Turn Setbacks into Setups
The Negative Impacts Of Idolizing And Prioritizing Physical Beauty
April 2, 2019
They always seem to be in a bad mood, are constantly forgetting important dates like your birthday or anniversaries, keep their phone hidden just out of your sight, and don’t even get started on the favors you always seem to give but never receive. Yet, one playful bite of the lip or a glimpse of that perfect butt and you find yourself forgiving them all over again and thinking next time will be better. Why do you put yourself through this?
Matchmaker, Matchmaker, Bring Me a Match
When asked to think about an ideal partner, many of us would start out listing physical characteristics:
They should be tall, have a killer smile, amazing body, deep eyes… oh and funny would be nice too.
Maybe smart as well, but they should definitely be hot.

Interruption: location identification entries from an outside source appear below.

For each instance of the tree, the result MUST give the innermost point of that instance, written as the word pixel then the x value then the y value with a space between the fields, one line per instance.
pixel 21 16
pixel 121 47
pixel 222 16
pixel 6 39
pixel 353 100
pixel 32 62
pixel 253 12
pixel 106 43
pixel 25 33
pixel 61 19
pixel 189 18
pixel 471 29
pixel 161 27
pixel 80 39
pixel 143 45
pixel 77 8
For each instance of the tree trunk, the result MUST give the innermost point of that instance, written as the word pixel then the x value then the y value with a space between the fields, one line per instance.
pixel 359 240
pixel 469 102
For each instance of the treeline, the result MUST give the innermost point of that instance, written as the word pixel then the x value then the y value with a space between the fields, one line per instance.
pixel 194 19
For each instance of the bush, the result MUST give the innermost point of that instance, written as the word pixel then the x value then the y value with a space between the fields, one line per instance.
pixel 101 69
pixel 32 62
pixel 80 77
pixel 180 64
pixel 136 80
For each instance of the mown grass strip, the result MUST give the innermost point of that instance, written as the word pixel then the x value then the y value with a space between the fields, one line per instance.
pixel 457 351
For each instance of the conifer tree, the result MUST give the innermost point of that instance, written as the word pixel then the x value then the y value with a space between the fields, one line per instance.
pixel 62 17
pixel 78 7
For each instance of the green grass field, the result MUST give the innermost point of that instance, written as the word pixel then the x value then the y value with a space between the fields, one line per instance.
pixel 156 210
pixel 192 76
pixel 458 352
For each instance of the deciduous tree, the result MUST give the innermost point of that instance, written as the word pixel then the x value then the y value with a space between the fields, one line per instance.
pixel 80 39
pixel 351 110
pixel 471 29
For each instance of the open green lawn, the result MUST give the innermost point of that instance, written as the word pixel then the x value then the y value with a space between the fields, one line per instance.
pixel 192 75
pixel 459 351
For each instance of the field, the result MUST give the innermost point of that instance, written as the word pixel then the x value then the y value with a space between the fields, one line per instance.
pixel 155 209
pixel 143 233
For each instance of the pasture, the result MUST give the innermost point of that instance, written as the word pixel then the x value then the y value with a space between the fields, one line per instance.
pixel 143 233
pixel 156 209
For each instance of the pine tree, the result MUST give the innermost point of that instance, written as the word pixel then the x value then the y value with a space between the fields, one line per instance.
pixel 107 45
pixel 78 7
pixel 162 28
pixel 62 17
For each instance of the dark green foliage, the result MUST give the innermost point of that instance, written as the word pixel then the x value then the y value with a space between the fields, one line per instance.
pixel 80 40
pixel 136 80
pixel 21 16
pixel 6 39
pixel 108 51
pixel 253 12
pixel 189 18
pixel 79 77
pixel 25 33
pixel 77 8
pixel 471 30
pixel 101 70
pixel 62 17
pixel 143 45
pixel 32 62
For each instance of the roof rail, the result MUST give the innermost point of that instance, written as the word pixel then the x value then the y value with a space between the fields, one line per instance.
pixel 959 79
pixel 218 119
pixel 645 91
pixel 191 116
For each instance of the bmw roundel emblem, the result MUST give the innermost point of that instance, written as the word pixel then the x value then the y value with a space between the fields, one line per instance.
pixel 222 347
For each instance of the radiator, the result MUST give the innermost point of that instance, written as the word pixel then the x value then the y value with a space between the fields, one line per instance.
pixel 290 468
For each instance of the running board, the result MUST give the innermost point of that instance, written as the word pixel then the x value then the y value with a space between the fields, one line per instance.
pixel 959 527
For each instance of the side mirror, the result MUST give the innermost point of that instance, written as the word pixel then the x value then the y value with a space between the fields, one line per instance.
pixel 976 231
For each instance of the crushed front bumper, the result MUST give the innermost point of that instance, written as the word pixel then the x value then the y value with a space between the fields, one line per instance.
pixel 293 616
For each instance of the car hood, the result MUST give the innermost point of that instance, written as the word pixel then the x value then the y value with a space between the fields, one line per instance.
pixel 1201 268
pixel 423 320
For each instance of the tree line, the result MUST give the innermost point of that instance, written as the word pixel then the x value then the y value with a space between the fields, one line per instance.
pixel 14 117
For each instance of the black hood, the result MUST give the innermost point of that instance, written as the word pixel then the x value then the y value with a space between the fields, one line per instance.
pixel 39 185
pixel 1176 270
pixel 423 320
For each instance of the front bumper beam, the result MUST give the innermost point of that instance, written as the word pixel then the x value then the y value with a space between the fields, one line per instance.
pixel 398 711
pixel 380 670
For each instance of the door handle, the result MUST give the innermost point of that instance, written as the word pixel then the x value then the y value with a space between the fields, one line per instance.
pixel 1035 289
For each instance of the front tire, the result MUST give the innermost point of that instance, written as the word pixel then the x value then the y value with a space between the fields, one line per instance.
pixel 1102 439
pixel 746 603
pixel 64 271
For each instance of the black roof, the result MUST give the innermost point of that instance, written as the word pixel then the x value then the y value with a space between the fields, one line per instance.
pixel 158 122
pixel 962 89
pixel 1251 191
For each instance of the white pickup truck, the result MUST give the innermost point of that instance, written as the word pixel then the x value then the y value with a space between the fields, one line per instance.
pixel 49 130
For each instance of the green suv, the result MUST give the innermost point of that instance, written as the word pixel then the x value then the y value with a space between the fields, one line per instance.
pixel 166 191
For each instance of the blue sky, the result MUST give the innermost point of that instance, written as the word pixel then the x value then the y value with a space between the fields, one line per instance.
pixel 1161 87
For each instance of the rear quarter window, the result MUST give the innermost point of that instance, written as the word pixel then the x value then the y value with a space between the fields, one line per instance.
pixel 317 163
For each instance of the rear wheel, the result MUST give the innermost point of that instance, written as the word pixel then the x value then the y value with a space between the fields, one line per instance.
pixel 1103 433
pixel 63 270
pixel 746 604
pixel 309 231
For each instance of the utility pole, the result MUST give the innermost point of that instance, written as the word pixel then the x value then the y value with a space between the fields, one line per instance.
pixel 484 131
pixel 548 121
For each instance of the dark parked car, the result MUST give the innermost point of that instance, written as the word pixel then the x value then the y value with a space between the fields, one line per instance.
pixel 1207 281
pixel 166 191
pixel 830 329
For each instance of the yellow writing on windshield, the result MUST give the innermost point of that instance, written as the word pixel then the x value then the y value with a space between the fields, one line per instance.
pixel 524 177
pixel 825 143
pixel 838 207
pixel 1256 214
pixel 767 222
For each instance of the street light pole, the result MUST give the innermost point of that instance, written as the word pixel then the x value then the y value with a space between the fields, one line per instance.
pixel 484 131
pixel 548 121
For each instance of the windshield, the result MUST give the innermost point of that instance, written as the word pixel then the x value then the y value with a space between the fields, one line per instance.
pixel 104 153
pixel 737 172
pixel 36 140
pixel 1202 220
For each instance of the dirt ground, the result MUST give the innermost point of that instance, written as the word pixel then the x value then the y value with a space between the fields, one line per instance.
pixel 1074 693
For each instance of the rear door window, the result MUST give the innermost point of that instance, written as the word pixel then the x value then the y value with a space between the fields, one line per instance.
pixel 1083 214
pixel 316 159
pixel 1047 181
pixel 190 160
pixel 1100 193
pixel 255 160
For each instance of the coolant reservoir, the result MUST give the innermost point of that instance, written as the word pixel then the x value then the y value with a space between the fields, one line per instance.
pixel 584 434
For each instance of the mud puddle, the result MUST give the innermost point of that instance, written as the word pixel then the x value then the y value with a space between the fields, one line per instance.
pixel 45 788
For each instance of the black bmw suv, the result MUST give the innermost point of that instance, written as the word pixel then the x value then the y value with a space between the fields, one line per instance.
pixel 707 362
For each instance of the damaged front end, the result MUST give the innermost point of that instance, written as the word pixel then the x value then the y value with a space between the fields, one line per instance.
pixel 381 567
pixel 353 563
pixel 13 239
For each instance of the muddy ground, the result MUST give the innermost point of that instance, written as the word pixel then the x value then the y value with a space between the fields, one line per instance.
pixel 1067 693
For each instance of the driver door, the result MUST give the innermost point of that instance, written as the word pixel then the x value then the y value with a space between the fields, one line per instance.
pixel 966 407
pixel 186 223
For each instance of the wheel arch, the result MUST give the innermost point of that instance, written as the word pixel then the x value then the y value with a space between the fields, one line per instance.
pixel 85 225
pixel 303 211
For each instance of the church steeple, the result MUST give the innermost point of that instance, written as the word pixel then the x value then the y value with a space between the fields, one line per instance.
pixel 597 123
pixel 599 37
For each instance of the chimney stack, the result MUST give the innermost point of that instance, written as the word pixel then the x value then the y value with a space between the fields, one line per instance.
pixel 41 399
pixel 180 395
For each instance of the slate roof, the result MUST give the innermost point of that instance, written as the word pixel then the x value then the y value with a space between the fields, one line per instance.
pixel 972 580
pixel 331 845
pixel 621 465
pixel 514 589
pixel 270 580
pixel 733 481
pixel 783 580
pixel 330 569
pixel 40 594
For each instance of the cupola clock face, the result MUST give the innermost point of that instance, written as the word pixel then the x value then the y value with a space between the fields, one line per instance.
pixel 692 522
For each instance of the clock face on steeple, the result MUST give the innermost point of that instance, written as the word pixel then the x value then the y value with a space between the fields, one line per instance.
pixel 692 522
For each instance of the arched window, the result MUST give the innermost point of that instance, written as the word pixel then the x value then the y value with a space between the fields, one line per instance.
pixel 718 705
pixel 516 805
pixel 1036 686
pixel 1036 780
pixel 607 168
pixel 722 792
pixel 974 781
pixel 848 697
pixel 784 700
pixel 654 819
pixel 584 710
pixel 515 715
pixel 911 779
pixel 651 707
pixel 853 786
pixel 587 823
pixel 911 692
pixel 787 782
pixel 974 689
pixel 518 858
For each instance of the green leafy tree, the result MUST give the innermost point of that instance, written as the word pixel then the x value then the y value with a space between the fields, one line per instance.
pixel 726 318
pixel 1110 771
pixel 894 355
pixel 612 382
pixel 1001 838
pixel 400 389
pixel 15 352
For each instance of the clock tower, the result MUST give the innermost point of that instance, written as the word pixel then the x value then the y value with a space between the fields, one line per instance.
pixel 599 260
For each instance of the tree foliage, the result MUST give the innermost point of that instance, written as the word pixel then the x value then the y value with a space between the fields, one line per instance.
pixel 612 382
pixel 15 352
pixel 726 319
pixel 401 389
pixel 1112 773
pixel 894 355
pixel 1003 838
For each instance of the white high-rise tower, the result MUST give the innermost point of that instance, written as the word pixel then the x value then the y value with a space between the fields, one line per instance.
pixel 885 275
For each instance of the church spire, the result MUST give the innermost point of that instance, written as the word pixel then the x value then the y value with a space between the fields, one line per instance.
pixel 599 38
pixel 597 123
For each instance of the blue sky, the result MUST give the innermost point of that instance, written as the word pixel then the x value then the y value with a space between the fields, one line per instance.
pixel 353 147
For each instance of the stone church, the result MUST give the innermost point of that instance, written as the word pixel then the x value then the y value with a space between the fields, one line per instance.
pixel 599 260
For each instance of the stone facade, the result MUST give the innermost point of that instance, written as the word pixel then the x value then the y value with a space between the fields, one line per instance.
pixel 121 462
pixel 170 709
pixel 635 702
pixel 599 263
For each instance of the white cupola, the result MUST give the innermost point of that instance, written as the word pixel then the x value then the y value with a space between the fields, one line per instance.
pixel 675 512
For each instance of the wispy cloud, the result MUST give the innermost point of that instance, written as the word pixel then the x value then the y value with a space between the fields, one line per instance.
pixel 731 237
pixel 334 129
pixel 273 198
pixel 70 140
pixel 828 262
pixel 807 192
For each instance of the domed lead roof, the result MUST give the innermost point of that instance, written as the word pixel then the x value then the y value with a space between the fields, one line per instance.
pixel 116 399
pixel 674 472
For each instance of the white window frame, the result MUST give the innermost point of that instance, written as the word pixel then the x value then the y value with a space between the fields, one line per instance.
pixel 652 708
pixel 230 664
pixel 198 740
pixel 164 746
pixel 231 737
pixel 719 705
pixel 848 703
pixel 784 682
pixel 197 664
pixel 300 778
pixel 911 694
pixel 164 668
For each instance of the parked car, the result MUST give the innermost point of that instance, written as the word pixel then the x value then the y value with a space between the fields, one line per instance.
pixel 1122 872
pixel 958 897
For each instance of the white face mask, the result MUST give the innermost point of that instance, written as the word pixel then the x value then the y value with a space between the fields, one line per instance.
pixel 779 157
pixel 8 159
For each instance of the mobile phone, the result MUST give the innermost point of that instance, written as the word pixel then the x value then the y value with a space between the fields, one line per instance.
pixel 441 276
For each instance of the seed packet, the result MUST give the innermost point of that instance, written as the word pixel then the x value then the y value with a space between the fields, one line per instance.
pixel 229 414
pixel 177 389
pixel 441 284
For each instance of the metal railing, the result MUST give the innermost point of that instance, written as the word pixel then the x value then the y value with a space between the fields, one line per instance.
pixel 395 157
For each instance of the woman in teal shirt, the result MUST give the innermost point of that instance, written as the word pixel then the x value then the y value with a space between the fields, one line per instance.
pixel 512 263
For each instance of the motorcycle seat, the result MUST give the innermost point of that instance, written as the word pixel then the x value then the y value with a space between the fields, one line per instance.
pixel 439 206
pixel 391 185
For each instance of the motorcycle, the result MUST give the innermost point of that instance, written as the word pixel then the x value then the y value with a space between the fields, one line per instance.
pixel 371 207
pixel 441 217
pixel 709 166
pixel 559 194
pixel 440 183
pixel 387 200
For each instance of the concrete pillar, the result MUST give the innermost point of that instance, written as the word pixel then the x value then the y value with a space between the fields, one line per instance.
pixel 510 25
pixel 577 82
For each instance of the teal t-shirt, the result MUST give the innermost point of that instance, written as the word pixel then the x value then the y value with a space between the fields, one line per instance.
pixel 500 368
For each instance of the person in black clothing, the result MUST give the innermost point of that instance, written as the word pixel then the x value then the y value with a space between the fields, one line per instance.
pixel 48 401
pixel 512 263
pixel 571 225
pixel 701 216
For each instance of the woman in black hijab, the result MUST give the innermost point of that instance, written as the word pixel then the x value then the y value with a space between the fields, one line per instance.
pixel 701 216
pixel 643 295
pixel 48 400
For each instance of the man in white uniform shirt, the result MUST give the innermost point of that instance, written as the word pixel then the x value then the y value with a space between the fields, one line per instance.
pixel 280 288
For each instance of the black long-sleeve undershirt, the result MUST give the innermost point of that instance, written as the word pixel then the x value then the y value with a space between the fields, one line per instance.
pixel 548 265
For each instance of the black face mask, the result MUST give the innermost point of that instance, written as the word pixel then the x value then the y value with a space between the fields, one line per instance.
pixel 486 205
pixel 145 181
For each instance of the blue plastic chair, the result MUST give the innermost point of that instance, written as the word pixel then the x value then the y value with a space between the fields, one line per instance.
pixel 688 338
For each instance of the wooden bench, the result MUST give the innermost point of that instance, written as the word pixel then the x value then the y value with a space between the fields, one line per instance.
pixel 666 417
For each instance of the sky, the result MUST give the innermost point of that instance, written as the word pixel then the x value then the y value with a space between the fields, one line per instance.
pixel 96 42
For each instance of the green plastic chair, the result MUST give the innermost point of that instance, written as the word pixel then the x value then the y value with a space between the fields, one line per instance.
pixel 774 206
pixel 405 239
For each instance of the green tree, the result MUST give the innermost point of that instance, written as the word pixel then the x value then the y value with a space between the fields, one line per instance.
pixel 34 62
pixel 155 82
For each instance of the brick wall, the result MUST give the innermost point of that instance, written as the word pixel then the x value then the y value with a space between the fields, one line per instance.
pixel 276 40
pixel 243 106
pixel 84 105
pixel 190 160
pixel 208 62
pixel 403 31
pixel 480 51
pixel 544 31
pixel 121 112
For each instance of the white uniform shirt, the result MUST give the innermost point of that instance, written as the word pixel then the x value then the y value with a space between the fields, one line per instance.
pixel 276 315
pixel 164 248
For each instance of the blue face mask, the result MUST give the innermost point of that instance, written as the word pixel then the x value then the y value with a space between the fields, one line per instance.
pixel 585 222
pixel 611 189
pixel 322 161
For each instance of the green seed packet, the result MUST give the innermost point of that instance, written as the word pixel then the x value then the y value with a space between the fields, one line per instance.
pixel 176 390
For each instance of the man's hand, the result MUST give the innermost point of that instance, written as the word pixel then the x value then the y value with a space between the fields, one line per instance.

We’re always a little light on the personality trait qualifiers because let’s face it, you can’t make love to someone’s personality. While being physically attracted to your partner is certainly an important aspect of a relationship, it’s becoming all too common for physical attractiveness to be the most important (in some cases, only) characteristic we look for in a partner instead of a piece of the pie.
The Age of Sexy
It’s a new era. We live in a world of overwhelming options where we can easily access mobile dating apps to judge a plethora of singles just a swipe away. On top of that, we also live in a very curated world of social media where we’re constantly bombarded with a feed of photoshopped images of attractive people who always seem to be having a better time than us. This, unfortunately, deludes our thinking to increase the value of beauty and devalue so many other wonderful human traits that we should be seeking in a partner.
Suddenly, it doesn’t matter if our partner is loyal, they just need to be attractive and we’ll find a way to deal with the disloyalty later. Everyone wants to feel sexy and beautiful and have the appropriate arm candy to match, but what are we risking?
Love Really Is Blind
We’ll put up with a lot from someone that we find attractive because we often are blinded by beauty. In fact, studies have shown that humans assume positive attributes such as intelligence, kindness, or trustworthiness more frequently for attractive people. This phenomenon is called the halo effect and it is part of the reason why all of your friends can quickly see your partner is a jerk, but you’re able to blow it off as cute, personality quirk.
We want so badly for that hot person to be perfect in every way that we’re willing to trick ourselves into believing they are better than reality. The halo effect can be dangerous because it can cause you to be so blind to your partner’s problematic traits that you end up trapped in a toxic relationship unable to escape the wrath of your Medusa.
We all deserve to be loved, nurtured, and supported by our partners. Relationships are not a one-way street where one partner puts in drastically more effort than the other. Unfortunately, it’s extremely easy to get caught in a shallow relationship and often even harder to leave.
If you think you may be in a shallow relationship, ask yourself the following questions and be honest with your answers. Remember, this is for you and no one else:
- Am I giving more in this relationship than my partner?
- If my partner suddenly lost their looks tomorrow, would I still want to be with them?
- How does my partner support me?
- What is my favorite non-physical trait about my partner?
- What does my partner love about me?
It’s tough to look beyond someone’s looks, particularly in a world that values beauty and rewards it well and frequently. Always remember, however, beauty is fleeting while kindness lasts forever.